Before I can decide what to do, the orb starts to descend on a nearby wooded area, disappearing under the canopy. My body begins to move. Before I know it, my shoes are on, a flashlight in my hand. I leave the house without making a noise.
I make my way toward the woods, having no idea what to do once I get to my destination. But it doesn’t matter; this moment is beyond reason, beyond what I know. But I do know, somehow, that I will know, if not now, then then, when I meet them.
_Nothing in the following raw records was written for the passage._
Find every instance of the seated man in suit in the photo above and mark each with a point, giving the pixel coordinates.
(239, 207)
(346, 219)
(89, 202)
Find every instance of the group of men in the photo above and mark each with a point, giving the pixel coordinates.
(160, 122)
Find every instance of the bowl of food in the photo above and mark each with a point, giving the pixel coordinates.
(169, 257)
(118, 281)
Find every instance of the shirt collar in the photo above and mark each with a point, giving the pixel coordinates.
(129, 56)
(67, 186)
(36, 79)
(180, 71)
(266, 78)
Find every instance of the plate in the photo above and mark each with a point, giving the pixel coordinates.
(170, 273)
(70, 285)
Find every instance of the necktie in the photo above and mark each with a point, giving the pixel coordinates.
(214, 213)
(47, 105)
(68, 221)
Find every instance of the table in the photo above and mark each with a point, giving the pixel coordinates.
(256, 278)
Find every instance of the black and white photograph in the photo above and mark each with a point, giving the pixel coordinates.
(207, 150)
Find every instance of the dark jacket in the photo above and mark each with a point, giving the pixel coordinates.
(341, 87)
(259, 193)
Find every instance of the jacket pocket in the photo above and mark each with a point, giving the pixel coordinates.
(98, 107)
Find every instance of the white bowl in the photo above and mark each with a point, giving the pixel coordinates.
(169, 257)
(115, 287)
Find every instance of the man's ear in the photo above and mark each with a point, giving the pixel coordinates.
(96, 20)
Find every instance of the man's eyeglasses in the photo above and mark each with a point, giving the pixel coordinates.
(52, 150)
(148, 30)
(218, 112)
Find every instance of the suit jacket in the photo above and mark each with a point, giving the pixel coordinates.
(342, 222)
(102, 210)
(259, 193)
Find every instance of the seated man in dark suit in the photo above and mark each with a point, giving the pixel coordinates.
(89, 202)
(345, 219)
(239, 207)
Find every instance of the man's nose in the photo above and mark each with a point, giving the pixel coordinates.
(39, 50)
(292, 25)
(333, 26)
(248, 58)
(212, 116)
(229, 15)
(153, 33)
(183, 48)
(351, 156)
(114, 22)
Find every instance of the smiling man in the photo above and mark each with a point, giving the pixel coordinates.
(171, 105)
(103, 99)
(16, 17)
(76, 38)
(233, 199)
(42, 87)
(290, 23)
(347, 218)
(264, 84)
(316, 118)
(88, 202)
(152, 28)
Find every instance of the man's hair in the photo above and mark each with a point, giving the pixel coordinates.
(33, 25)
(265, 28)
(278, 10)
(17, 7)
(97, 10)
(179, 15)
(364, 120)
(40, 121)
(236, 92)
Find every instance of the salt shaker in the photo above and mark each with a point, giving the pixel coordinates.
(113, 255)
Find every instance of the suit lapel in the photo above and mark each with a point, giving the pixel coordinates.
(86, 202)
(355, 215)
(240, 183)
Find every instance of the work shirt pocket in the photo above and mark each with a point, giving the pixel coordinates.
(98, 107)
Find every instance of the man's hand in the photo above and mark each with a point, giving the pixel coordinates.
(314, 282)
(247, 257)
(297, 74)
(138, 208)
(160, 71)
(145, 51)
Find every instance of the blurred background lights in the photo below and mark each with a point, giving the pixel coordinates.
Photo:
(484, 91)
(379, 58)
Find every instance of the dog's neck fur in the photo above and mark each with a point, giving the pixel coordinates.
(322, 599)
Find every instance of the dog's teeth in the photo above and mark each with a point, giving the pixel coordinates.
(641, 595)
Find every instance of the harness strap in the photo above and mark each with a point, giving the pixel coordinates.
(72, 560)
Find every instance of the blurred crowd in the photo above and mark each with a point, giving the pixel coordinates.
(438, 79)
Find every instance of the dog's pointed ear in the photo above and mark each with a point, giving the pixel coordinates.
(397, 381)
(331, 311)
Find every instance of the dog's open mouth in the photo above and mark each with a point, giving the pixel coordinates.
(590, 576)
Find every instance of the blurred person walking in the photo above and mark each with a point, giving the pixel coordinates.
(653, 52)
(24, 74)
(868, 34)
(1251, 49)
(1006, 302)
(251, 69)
I start to get close. I just know. My heart pounds in my chest; I can longer hear my own footsteps. I reach a small clearing. I stop. And wait. When my flashlight goes out, I know it’s them. I’m right.
Before me appears a stunning craft, previously invisible, with a wild array of colored lights: pink, yellow, green, blue. They turn on and off, on and off, faster and faster each time. I think they’re trying to impress me. It’s working.
I gaze at the pretty lights unable to move, caught somewhere between awe and an epileptic seizure. In the middle of my euphoria, I hear a voice call out to me. It seems to emanate from my own head.
“Hello, Thom.”
“… What?”
“You know why we’ve come?”
“Of course!”
“You’re ready to leave with us?”
“Of course!”
Of course! Of course! A thousand times “Of course!” Just take me with you!
This is the moment I’ve been waiting for my whole life. This is what makes everything make sense: the teasing, the isolation, the searching. I’ve learned to let go of humanity, of this persistent illusion. I do not love my fellow neighbor. I love the stars. I’ve learned never to lose hope in them. Now, I’m ready. I’ve found my family, my belonging, my truth.
“There is just one more thing, Thom.”
“… What?”
“We must leave your body here.”
I understand. I question no more. My body, being physical, belongs on Earth, but my mind has no such limitation, creating and coloring my world; it belongs to the stars.